II. Technischer Hintergrund
[0002] Bei bekannten Schiebetüranordnungen der in Rede stehenden Art erfolgt das Ableiten
von auf der Seite der Außenumgebung anfallendem Regenwasser beispielsweise mit Hilfe
von Schrägflächen, die im Bereich der unteren Rahmenkonstruktion der Schiebetüranordnung
das Regenwasser von der Schiebetüranordnung weg in einen Entwässerungsschacht leiten.
Bekannt sind außerdem Wasserauffangkanäle, die im Bereich der unteren Rahmenkonstruktion
der Schiebetüranordnung verlaufen, Regenwasser auffangen und es in einen Entwässerungsschacht
ableiten.
[0003] Es kommt bei den bekannten Entwässerungsvarianten für Schiebetüranordnungen immer
wieder vor, dass bei stürmischem Regenwetter der in der Außenumgebung wirkende Winddruck
dafür sorgt, dass das Regenwasser nicht von der Rahmenkonstruktion im unteren Bereich
der Schiebetüranordnung weggeführt wird. Dies kann je nach Intensität des stürmischen
Regenwetters dazu führen, dass eine größere Menge Regenwasser im unteren Bereich des
Schiebeflügels ansteht und ggf. zwischen den Schiebeflügel und der unteren Rahmenkonstruktion
hindurch in den Innenraum eindringt.
III. Darstellung der Erfindung
a) Technische Aufgabe
[0004] Es ist daher die Aufgabe der vorliegenden Erfindung, eine Schiebetüranordnung zum
Abtrennen eines Innenraums von einer Außenumgebung mit wenigstens einem bewegbaren
Schiebeflügel sowie wenigstens einem unbewegbaren Fixteil zu schaffen, bei welcher
während eines stürmischen Regenwetters auf der Seite der Außenumgebung anfallendes
Regenwasser wirksam von der Schiebetüranordnung weg geleitet wird.
b) Lösung der Aufgabe
[0005] Diese Aufgabe wird mittels einer Schiebetüranordnung mit den Merkmalen des Anspruchs
1 gelöst. Weitere Merkmale der vorliegenden Erfindung ergeben sich aus den Unteransprüchen.

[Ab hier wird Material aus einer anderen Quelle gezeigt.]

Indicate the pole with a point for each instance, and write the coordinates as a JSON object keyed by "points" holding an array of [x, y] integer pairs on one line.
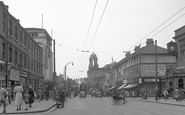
{"points": [[66, 77], [156, 95], [54, 74]]}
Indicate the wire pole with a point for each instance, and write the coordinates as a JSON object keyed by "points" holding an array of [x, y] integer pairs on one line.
{"points": [[54, 74], [157, 89]]}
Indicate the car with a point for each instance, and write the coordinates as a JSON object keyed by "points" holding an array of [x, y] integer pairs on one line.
{"points": [[98, 94], [82, 94]]}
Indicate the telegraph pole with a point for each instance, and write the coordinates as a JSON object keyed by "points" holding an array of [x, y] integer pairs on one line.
{"points": [[157, 89], [54, 74]]}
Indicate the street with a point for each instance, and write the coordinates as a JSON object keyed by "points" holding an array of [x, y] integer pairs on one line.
{"points": [[104, 106]]}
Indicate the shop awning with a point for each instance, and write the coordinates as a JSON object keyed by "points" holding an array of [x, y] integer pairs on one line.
{"points": [[130, 86], [112, 88], [122, 86]]}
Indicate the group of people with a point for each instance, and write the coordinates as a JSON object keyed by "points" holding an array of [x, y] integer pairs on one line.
{"points": [[21, 95]]}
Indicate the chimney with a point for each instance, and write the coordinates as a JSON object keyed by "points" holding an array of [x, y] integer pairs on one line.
{"points": [[137, 48], [149, 41], [127, 54]]}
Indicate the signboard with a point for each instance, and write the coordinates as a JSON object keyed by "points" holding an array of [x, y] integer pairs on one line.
{"points": [[14, 74], [150, 70]]}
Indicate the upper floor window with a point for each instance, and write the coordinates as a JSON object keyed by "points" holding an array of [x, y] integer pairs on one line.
{"points": [[21, 41], [4, 51], [10, 54], [182, 47], [25, 41], [15, 57], [16, 32], [21, 60], [10, 27]]}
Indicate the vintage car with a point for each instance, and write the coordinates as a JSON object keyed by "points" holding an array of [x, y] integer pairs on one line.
{"points": [[82, 94], [98, 94]]}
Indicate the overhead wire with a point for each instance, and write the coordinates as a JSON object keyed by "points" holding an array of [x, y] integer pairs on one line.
{"points": [[98, 26], [92, 17], [158, 28], [99, 23]]}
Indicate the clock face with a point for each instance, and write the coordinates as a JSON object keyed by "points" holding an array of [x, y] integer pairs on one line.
{"points": [[172, 48]]}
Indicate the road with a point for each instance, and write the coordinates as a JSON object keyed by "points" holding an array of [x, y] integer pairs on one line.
{"points": [[104, 106]]}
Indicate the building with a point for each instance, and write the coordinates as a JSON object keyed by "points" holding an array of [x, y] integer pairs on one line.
{"points": [[44, 40], [96, 76], [140, 68], [176, 76], [20, 56]]}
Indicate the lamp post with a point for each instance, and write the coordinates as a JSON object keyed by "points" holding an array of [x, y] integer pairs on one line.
{"points": [[66, 74]]}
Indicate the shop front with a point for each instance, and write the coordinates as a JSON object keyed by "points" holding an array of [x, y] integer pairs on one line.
{"points": [[14, 77], [149, 85], [23, 78]]}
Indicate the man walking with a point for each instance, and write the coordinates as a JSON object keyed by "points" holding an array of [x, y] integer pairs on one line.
{"points": [[3, 95]]}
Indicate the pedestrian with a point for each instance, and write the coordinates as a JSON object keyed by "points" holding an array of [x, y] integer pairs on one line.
{"points": [[31, 93], [8, 89], [165, 94], [18, 90], [39, 94], [26, 100], [176, 94], [3, 95]]}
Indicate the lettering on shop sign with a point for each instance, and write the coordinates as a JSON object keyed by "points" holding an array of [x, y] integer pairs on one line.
{"points": [[150, 70]]}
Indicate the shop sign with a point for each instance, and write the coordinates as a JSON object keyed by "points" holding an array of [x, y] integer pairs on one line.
{"points": [[14, 74], [150, 70]]}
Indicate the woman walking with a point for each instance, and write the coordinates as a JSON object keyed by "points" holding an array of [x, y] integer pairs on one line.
{"points": [[31, 93], [18, 90]]}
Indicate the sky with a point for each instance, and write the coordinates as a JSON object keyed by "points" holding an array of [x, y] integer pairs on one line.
{"points": [[117, 26]]}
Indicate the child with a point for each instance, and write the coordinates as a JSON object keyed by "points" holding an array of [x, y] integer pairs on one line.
{"points": [[26, 100]]}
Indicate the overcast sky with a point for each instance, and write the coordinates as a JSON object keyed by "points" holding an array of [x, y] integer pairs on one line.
{"points": [[125, 23]]}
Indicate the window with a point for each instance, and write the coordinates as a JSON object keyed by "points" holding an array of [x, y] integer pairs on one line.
{"points": [[10, 27], [15, 57], [28, 40], [16, 32], [10, 54], [4, 21], [20, 60], [25, 41], [4, 50], [182, 47], [21, 37], [25, 62]]}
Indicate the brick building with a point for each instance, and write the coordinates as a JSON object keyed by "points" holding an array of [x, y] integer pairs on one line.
{"points": [[20, 55], [139, 67]]}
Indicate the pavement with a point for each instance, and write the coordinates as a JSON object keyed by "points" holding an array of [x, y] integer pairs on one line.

[0006] Erfindungsgemäß wird eine Schiebetüranordnung zum Trennen eines Innenraums von einer
Außenumgebung vorgeschlagen, die wenigstens einen bewegbaren Schiebeflügel, wenigstens
ein unbewegbares Fixteil sowie wenigstens eine Wasserauffangeinrichtung zum Auffangen
von Regenwasser umfasst. Die Wasserauffangeinrichtung weist einen Auffanghohlraum
zum Auffangen des Regenwassers auf und es ist eine Wasserleitung vorhanden, mit deren
Hilfe das Regenwasser schwerkraftbedingt aus dem Auffanghohlraum abgeleitet werden
kann. Hierzu ist ein erstes Ende der Wasserleitung an den Auffanghohlraum angeschlossen.
Ein zweites Ende der Wasserleitung weist eine Mündungsöffnung auf, die in einen vor
Winddruck geschützten Bereich mündet. Bei der Wasserleitung handelt es sich um eine
geschlossene Wasserleitung, die von der Umgebungsatmosphäre abgeschirmt ist.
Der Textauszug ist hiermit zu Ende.